President Obama campaigned as somebody who would transcend partisan politics. At a gut level that probably was his inclination.
However, being inexperienced, he had to rely on people who did not share that inclination: Harry Reid and Nancy Pelosi. This became apparent in the first stimulus bill, which no House Republicans and only three Senate Republicans backed as there was no GOP involvement. To a lot of people, Obama’s promises became lies.
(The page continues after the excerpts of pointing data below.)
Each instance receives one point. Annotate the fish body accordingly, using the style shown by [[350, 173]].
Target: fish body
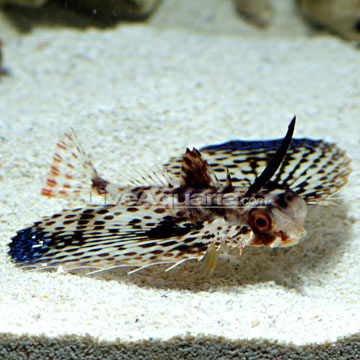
[[226, 196]]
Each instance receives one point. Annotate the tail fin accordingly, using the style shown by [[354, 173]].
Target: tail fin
[[72, 175]]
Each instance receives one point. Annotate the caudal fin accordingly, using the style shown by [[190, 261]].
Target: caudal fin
[[72, 175]]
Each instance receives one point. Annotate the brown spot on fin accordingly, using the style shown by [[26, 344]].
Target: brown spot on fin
[[228, 185], [196, 172]]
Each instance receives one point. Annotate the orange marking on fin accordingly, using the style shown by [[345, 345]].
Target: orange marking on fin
[[47, 192], [55, 169], [57, 157]]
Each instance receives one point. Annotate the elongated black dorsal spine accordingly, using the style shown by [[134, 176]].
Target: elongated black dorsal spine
[[275, 162]]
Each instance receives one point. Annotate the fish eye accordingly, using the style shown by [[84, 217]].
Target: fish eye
[[260, 222]]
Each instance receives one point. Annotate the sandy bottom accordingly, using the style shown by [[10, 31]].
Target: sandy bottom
[[137, 95]]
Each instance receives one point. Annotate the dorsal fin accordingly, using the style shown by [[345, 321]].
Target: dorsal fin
[[275, 162], [196, 172]]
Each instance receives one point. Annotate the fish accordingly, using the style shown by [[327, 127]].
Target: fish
[[220, 198]]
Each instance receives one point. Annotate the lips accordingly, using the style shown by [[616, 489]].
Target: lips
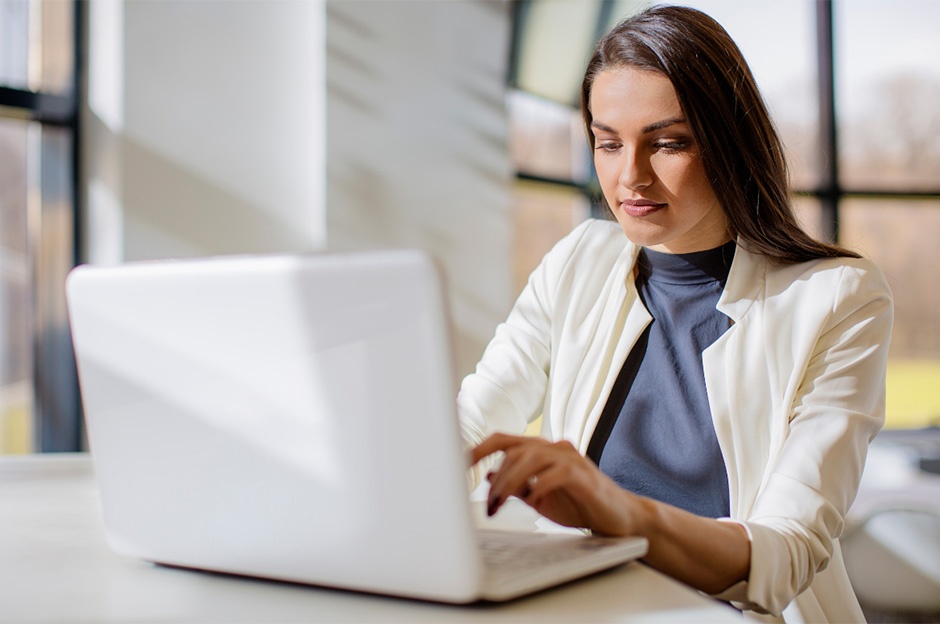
[[640, 207]]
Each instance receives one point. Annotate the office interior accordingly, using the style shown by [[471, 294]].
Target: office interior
[[134, 130]]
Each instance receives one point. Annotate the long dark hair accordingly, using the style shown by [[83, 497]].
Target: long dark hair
[[741, 151]]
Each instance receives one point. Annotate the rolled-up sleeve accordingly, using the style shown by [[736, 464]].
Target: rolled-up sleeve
[[507, 390], [837, 409]]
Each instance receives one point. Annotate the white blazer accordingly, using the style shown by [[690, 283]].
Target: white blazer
[[795, 387]]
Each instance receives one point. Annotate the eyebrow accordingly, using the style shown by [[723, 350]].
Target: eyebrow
[[659, 125]]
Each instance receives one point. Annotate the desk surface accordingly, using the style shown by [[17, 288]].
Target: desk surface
[[55, 566]]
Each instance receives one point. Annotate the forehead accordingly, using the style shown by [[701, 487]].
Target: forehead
[[628, 95]]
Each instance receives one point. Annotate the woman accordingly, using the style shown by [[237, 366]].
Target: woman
[[723, 371]]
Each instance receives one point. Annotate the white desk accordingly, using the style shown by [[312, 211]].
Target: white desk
[[55, 566]]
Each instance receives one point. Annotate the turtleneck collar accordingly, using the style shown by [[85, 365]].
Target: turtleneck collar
[[700, 267]]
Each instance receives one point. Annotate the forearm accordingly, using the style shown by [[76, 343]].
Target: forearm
[[702, 552]]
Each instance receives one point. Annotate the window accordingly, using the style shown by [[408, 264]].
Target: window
[[871, 178], [38, 123]]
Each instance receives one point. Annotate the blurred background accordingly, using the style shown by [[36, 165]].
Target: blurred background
[[175, 128]]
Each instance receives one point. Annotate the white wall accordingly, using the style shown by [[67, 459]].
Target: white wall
[[205, 128], [217, 127], [417, 145]]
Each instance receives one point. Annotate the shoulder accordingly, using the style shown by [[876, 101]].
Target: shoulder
[[839, 276], [831, 287], [592, 238]]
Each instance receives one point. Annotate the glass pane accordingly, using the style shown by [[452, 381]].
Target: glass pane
[[808, 213], [547, 139], [543, 214], [14, 43], [887, 94], [901, 237], [57, 411], [58, 46], [778, 40], [554, 45], [16, 385]]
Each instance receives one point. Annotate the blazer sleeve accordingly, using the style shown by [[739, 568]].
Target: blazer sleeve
[[838, 408], [507, 390]]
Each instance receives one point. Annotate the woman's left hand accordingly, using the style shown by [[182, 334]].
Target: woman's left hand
[[559, 483]]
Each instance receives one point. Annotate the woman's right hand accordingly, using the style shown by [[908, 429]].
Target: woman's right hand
[[559, 483]]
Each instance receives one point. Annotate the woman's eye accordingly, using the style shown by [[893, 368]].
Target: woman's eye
[[671, 146]]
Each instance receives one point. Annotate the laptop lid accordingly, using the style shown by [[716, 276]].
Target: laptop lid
[[289, 417]]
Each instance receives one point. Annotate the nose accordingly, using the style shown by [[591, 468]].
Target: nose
[[636, 172]]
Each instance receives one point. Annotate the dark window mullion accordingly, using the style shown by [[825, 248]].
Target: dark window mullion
[[830, 191]]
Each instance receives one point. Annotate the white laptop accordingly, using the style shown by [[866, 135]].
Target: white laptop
[[292, 417]]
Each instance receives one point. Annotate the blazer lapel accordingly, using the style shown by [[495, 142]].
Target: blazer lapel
[[736, 379]]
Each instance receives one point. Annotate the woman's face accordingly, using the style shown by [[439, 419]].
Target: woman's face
[[649, 166]]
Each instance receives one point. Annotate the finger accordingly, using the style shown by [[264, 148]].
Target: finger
[[520, 468]]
Reid and Pelosi said that the GOP was obstructionist and wouldn’t cooperate. Plus with the supermajorities they weren’t necessary anyway. On the one hand, there definitely would be a lot of Republicans who only had the aim of being obstructionist. On the other hand, Obama in 2009 was an very imposing figure - he had a massively high approval rating and had won a great many states and house districts which had Republican Senators and Republican House Members ... those people probably would have happily involved themselves in the process of drafting the stimulus bill. Instead a bill drafted by democratic leadership behind closed doors was put on the house floor - this set the tone for the Republican relationship with Obama going forwards.
Republicans figured that a stimulus would involve explicit tax cuts, more money for shovel-ready infrastructure jobs, and more bailing out of state governments than then OTL bill had.
What if Republicans had been involved in the drafting process for the stimulus and the tone for the Obama Years was began with a big bipartisan stimulus bill? I suppose this would require the Democrats not to have supermajorities - which could be partially resolved via Coleman beating Franken. Alternatively, Obama could be more forceful with Reid and Pelosi on the need for bipartisanship.